I was thinking, when I proclaimed the words of God about : " I love You Lord, with all my heart, with all my soul, with all mind". Do I really love God, because to love God is to trust Him. But since I never really surrender to Him, means I only trust Him in some area in my life, and still hold the other areas in my life to work with my way.
These days, God has spoken to me about to really giving up everything that has been hindered me to come to Him, that might be I keep those as my idols.
Well, I have been staying in the middle of nowhere in this world for a week, and will stay here for another week, than I will go somewhere again. I remember, a week before I came here, God spoke to me : " take a break from your business in blackberry
group, I want you to just enjoy your time with Me". My response was : " okay God, that's sound great, I really need that, since I always feel burnt out". So I told my business partner, I wont handle any business for about 3 weeks. But I kept changing my mind, because I afraid if I'm not handle my business how I get the money, I still need money. See... I still not fully surrender to Him. So, 2 days before I arrive, I came to cell group, and again God spoke to me : "give up with your blackberry". And still my response : " okay God... ". But still I didn't obey Him.
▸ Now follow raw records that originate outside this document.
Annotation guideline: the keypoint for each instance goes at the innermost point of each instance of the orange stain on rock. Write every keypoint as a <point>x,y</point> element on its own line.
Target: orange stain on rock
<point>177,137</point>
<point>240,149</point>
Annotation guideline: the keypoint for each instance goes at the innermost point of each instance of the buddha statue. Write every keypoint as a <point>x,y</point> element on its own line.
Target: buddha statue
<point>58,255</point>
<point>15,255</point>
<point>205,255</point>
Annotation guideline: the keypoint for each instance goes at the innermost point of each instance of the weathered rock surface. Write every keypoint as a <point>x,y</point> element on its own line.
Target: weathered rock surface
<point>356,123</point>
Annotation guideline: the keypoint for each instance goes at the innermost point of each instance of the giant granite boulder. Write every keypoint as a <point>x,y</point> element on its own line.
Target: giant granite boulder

So on wednesday, during one session God spoke to me again : "give up with your blackberry, I want you to spend more time with Me". So, after three times God spoke to me, I think I better follow His instruction.
I asked God about the breakthrough for my relationship, but this time I really get an answered, that He still want to shape me and get close with Him and have a strong relationship with Him than to any other.
I asked God for ministry, and God said don't ever think about ministry when your heart far away from Me. I don't care what with you do, I want you. I want your heart.
Well, I still processing what God want me to do. I know it's not easy, but I guess it also nice to just stay in His presence and enjoying His goodness. One thing that really hit me actually, after all those things, i heard Father's Love Letter and i feel God spoke to me "I gave everything that I loved that I might gain your love". I asked myself, if God the Sovereign One gave His only Son to get my love, why should I hold on to all some temporary things. So I think, I better give up everything that I have to just fall in love in Him. So one day I can really tell Him, yes Lord, I love you with all my heart, with all my soul and with all my mind. I will be able to tell Him with sincere heart that He is my number one.